I swore up and down that I’d never do it. But then I did it.
During a recent trip to Oklahoma where I was pursuing whitetails with a muzzleloader, I whipped out my smartphone and answered a text. There was shame as my focus shifted from the words I was typing to my reflection in the screen. I hit “send,” slid the phone in my pocket and peered through the windows in the ground blind once more in hopes of spotting a shooter buck on the food plot.
When my pocket buzzed, I grabbed my phone again and repeated the deed. And then again. When “prime time” rolled around and I retired my phone in the confines of my dark pocket for the duration of the hunt, I’d tallied more than 30 texts. I watched the buck-less food plot intently for the final hour of daylight.
As a lay in my cot that night, I thought long and hard about the seemingly simple deed of blurring the line I’d personally set defining the boundaries between hunting and communication-driven electronics. Was this a road I was comfortable continuing down?
Mind you, I wasn’t checking work e-mails and I wasn’t paying bills; I had no cell service at camp for after-hours check-ins with home. I was touching base with my wife. I caught up on what new words my oldest daughter, Mya, had started saying in my absence. And I learned that Joey, my youngest, had started rolling from her stomach to her back, all while I was on the road.

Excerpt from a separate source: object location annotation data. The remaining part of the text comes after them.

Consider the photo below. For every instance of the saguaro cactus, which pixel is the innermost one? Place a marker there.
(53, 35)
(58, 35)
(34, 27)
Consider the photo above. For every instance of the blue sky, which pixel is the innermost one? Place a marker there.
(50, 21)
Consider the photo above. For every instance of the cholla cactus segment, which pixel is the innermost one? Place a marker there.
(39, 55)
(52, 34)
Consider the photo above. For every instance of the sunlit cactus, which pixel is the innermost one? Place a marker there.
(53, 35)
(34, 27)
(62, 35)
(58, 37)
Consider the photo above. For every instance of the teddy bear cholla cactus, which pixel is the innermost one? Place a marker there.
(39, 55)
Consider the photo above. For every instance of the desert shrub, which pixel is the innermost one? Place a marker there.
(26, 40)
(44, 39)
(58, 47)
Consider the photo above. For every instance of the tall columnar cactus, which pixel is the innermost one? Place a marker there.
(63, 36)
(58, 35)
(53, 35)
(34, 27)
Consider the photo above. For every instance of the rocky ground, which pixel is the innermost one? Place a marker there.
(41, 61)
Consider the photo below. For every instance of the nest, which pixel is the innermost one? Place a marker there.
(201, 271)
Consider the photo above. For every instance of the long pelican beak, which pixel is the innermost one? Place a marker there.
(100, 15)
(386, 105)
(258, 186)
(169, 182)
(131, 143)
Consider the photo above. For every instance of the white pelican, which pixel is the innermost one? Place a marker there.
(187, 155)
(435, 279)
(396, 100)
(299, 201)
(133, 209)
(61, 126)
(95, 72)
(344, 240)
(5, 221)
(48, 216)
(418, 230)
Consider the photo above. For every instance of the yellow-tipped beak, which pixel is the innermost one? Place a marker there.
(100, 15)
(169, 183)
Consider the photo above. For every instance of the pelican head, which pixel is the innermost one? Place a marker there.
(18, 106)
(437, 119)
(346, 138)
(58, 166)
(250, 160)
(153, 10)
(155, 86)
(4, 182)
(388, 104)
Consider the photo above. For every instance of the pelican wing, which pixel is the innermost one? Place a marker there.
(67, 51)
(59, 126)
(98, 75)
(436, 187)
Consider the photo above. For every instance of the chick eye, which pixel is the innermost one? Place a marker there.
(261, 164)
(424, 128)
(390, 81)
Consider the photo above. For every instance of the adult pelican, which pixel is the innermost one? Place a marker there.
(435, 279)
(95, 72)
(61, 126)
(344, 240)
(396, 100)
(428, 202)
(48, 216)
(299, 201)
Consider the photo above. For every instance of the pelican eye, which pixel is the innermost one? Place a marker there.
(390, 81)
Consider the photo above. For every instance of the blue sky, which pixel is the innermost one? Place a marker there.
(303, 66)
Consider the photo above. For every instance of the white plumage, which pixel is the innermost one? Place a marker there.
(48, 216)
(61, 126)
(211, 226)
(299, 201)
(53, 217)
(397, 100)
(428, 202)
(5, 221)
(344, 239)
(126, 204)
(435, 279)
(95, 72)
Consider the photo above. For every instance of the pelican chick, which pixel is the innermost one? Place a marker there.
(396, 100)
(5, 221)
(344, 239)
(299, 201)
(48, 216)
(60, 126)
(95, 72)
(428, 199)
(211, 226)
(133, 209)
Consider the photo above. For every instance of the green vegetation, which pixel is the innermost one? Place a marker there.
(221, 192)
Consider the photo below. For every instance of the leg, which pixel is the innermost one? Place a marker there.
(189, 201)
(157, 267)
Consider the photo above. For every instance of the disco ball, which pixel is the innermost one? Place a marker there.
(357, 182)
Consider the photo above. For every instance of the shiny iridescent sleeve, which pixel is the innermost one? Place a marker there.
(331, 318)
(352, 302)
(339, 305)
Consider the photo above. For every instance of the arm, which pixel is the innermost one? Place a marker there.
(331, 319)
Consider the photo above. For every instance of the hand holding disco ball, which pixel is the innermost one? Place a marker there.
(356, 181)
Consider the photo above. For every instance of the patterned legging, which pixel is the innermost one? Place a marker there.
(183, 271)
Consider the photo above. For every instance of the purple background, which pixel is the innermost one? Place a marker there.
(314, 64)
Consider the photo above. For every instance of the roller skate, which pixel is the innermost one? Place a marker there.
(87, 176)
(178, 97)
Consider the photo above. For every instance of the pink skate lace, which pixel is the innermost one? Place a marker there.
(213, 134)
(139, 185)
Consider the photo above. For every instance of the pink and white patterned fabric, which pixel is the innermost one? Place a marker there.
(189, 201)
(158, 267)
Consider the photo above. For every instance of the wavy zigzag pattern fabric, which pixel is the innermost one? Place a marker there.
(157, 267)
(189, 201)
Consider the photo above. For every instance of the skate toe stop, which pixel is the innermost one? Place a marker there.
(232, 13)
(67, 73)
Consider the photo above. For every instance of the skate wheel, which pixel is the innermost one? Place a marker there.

Was I—and am I still—uneasy about using my phone while in the field, potentially disturbing the serenity that is, at least in part, a reason I hunt? Absolutely.
Will I do the same thing again while trying to maintain a family through the rush of endless hours on the road during the fall hunting seasons? Without question.
Keep your nose to the wind. (Oh, and by the way … I missed a “gimme” 75-yard shot at a decent buck that would’ve made a good TV kill. I’m still trying to figure out what in the world happened with that one.)